Entonces, se nota en seguida la diferencia entre dos grupos de personas. Unos, que se hacen los indiferentes, o que no parecen enterarse, o que al menos presentan disculpas y excusas para no ayudar.
Otros, que con prontitud y alegría, a veces con no poco esfuerzo, dan su disponibilidad, se ofrecen para ayudar ante una situación de emergencia o de exceso de trabajo de algún familiar o conocido.
Nadie puede obligar a otros a ser generosos, a privarse del descanso o de sanos proyectos para arremangarse y ponerse a limpiar, ordenar, o dar una mano en tareas que pueden ser sencillas o más difíciles.
Pero es siempre hermoso encontrarse con personas generosas que ayudan. Incluso, con no poca sorpresa, algunas de esas personas ya sobrellevan un alto cúmulo de tareas o tienen años de servicio que les hacen merecedores de mayor reposo.
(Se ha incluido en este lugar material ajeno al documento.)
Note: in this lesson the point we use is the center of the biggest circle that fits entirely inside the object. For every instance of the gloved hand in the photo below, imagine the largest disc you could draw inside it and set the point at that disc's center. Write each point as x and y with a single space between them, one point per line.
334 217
Para quien, en la casa, o en la fábrica, o en tantos otros ámbitos, lanza la señal de alarma y pide ayuda extra, surge el alivio y la paz al constatar que en el mundo existen corazones generosos, hombres y mujeres que se entregan y desgastan por ayudar.
Son esos hombres y mujeres los que embellecen este mundo; un mundo donde hay mucho egoísmo y desinterés ante los cansancios de otros; pero también donde la generosidad de esas personas enciende esperanzas, y nos estimula a abrir los ojos y mover las manos cuando nos lleguen señales de quienes necesitan uno o varios corazones dispuestos a ayudar.